3) TLA+? It is hard to discuss any formal methods paper in our reading group without having some discussion on TLA+. We have talked about the difficulty of keeping the models up to do date with the implementation. Using TLA+ does not seem to allow for a low-effort mechanism — there is a big overhead to having engineering processes/practices that keep the TLA model and implementation coherent.

4) Testing Reading List. Our presenter, Andrey, has compiled an extensive reading list on testing distributed systems. It is most definitely worth checking out. 
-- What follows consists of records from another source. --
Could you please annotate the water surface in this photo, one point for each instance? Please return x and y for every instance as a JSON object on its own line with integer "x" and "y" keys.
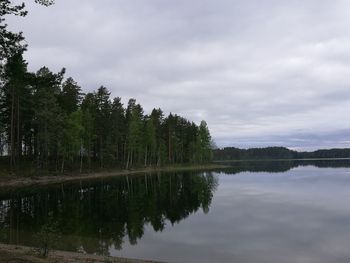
{"x": 253, "y": 212}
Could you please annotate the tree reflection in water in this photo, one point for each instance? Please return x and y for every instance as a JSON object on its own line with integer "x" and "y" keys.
{"x": 95, "y": 215}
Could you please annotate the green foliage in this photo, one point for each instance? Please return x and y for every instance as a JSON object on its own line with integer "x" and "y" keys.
{"x": 48, "y": 236}
{"x": 232, "y": 153}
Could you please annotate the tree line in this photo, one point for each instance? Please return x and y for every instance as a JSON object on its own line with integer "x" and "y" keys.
{"x": 105, "y": 213}
{"x": 232, "y": 153}
{"x": 47, "y": 120}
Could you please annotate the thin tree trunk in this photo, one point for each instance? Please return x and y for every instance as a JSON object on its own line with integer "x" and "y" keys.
{"x": 81, "y": 157}
{"x": 62, "y": 167}
{"x": 146, "y": 157}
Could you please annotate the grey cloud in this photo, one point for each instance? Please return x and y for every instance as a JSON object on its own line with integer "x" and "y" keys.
{"x": 259, "y": 72}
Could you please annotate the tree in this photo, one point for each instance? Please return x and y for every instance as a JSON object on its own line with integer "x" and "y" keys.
{"x": 204, "y": 143}
{"x": 72, "y": 142}
{"x": 14, "y": 89}
{"x": 12, "y": 43}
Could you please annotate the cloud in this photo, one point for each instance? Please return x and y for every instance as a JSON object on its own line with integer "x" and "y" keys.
{"x": 260, "y": 73}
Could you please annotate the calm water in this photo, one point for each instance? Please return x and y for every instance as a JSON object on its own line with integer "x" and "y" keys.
{"x": 253, "y": 212}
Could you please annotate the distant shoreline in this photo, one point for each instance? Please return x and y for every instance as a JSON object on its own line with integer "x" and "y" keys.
{"x": 14, "y": 182}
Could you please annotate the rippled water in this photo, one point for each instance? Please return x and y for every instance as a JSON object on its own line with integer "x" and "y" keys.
{"x": 252, "y": 212}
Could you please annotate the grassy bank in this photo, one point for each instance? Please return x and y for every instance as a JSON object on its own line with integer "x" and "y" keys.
{"x": 12, "y": 253}
{"x": 17, "y": 181}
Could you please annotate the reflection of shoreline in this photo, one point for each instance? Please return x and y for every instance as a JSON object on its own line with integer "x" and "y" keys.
{"x": 97, "y": 215}
{"x": 14, "y": 253}
{"x": 11, "y": 182}
{"x": 277, "y": 166}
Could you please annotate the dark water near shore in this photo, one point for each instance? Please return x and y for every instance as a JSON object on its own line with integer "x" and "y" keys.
{"x": 290, "y": 211}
5) Codebase size. The authors talk about using these lightweight formal methods on the codebase of about 40,000 lines of code. This is not that much code, to be honest. In fact, this is less code than a handful of my academic projects, not to mention the real software that I have worked on. So it would be interesting to see how these approaches can scale to bigger codebases and bigger teams with more people.

Reading Group

Our reading groups takes place over Zoom every Wednesday at 2:00 pm EST. We have a slack group where we post papers, hold discussions and most importantly manage Zoom invites to the papers. Please join the slack group to get involved!

Reading Group. Compositional Programming and Testing of Dynamic Distributed Systems

We have resumed the reading group after one week of Thanksgiving break. On Wednesday, we have discussed “Compositional Programming and Testing of DynamicDistributed Systems.” This paper is on the edge between programming languages, distributed systems, and some formal methods/verification. The premise of the paper is to decompose large monolithic distributed programs into smaller pieces and test each piece separately using the abstracts of all other components. By using the abstract components for testing, we can reduce the number of traces (i.e. state-tree size) and make the testing feasible. The paper takes advantage and adopts the assume-guarantee (AG) theory to make such piece-wise testing/verification possible and correct.

Discussion Points

We are not formal methods and/or programming languages experts, so our discussion may have been a bit shallow. However, we tried to approach it from multiple directions.
1) TLA+ allows writing specs through refinement. Can something like this be adopted or used in TLA for checking large specs? Interestingly enough, despite having quite a few users of TLA, none of us have tried the refinement approach seriously. Our consensus in this was that this sounds interesting and plausible.

2) The paper relied on the P language, which is an event-driven language. Part of the discussion was on the pros/cons of event-driven programming vs using threads. We eventually drifted off to talk about green-threads/goroutines of Go, and then to coroutines. All-in-all, there are many ways to approach concurrent programming, and, as evidenced by different opinions in the discussion, it appears that we (as a computing community) are still far from agreeing/coming up with the best or most suited way of dealing with concurrency.

3) We also talked about other languages geared towards distributed systems. We have mentioned DistAlgo as one. It is an educational language/compiler that produces runnable python code. DistAlgo, however, has a different purpose, as its aim is the ease of use and clarity of expressing distributed programs, and not testing/verification.

4) We spent quite a bit of time discussing the assume-guarantee (AG) theory and the need to do “cross-testing” of components where every specific implementation must be tested with abstracts of other components. The original discussion question was why it is not enough to simply show the refinement (i.e. specific refines the abstract and satisfies all the properties). In short, it is all about safety and making sure the specifics not only refine their abstracts but do not introduce other unwanted behaviors when interacting with other components.